There is no evidence that any of Stubblefield's inventions contained the high-frequency modulation "radiation" methods that are at the heart of radio broadcast transmissions.
Stubblefield did not patent an original idea, namely wireless telephony, although he had spoken openly about the great potential it would have for society. His patent for improvements in wireless telephone systems is not seen by historians as being any basis for later developments in wireless voice transmission. Dr. Morgan, in his research, could find no evidence of any legal body declaring the patent rights of Stubblefield had been infringed by anyone with later developments.
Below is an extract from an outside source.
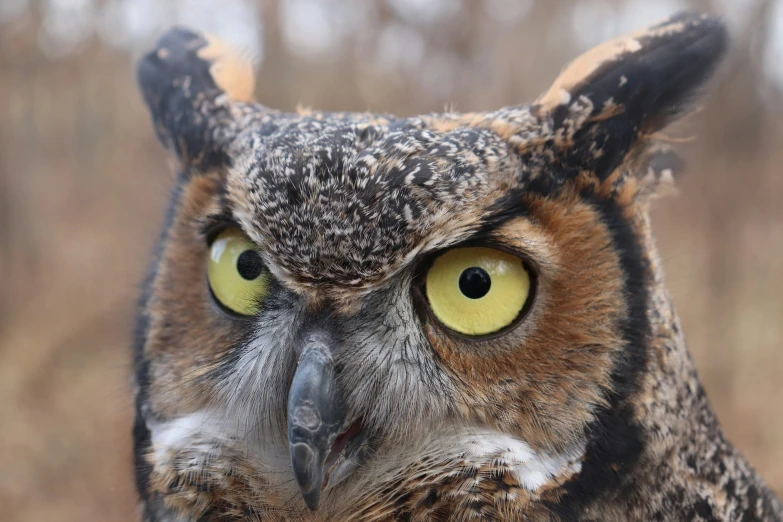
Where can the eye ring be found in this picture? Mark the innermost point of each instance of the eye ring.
(424, 309)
Dr. David Miller, in his dissertation, The Role of the Independent Inventor in the Early Development of Electrical Technology, relates that Stubblefield once felt that wireless telephony could serve the purpose of sending information from "one central station to every house in the land." He realized his invention would not fare well as a public phone system, since there was no means to create a private circuit. He hoped that he, or someone, would develop a method of tuning to individual signals. Such principles would become known and refined, as radio frequencies were better understood.
Dr. Miller concludes that Stubblefield's successes in electrical technology appear to have been limited to the practical application of known principles. "His two distinctly different wireless systems were only casually related to radiotelephony, which was being developed at approximately the same time," Miller states.
Nathan B. Stubblefield, of Murray, was able to transmit and receive the human voice without wires in public. Others had the ideas before him, but he actually constructed the devices and made several demonstrations. His limited education, his eccentricity, and lack of finances inhibited any further development of his electronic experiments that might have allowed him to refine his ideas and make further discoveries.
While attributing the invention of radio to a Kentuckian is more folklore than fact, Stubblefield certainly had visions about what such forms of communication might mean in the future. He is said to have proclaimed that, one day, his invention would be used to transmit news of every description. That prophetic message would prove more enduring that the limited technology of his invention.